Is there a limit on the message size for SHA-256?

There is technically a limit, but it's quite large. The padding scheme used for SHA-256 requires that the size of the input (in bits) be expressed as a 64-bit number. Therefore, the maximum size is (264-1)/8 bytes ~= 2'091'752 terabytes.

That renders the limit almost entirely theoretical, not practical.

Most people don't have the storage for nearly that much data anyway, but even if they did, processing it all serially to produce a single hash would take an amount of time most would consider prohibitive.

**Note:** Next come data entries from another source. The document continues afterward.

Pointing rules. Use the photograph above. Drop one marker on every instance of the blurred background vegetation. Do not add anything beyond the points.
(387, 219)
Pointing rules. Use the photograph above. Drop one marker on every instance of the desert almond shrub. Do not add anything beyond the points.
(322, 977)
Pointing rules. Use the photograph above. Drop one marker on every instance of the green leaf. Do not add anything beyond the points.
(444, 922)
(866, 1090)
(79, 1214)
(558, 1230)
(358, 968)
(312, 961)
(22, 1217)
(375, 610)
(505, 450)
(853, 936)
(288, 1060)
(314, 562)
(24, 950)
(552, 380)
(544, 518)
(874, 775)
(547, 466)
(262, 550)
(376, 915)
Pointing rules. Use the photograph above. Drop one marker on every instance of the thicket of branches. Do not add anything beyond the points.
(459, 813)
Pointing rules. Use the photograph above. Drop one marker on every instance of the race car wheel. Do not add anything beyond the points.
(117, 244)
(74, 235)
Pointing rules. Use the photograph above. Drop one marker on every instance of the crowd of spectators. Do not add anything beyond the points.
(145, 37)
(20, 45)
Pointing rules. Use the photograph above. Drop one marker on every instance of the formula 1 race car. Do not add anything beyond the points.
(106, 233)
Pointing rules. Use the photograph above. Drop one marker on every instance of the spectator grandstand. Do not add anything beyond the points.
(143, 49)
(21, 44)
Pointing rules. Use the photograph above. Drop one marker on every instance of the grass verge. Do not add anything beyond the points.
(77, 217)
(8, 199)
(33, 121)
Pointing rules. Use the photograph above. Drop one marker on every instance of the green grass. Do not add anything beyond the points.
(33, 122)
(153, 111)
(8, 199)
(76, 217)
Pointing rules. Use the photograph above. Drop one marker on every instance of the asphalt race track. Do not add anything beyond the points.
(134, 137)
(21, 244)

A quick back-of-the-envelope kind of calculation indicates that even with the fastest enterprise SSDs currently1 listed on Tom's hardware, and striping them 16 wide to improve bandwidth, just reading that quantity of data would still take about 220 years.


1. As of April 2016.


There is no such limit, other than the maximum message size of 264-1 bits. SHA2 is frequently used to generate hashes for executables, which tend to be much larger than a few dozen bytes.


The upper limit is given in the NIST Standard FIPS 180-4. The reason for the upper limit is the padding scheme to countermeasure against the MOV attack that Merkle-Damgard construction's artifact. The message length l is lastly appended to the message during padding.

Then append the 64-bit block that is equal to the number l expressed using a binary representation

Therefore by the NIST standard, the maximum file size can be hashed with SHA-256 is 2^64-1 in bits ( approx 2.305 exabytes - that is close to the lower range of the estimated NSA's data center in UTAH, so you don't need to worry).

NIST enables the hash of the size zero message. Therefore the message length starts from 0 to 2^64-1.

If you need to hash files larger than 2^64-1 then either use SHA-512 which has 2^128-1 limit or use SHA3 which has no limit.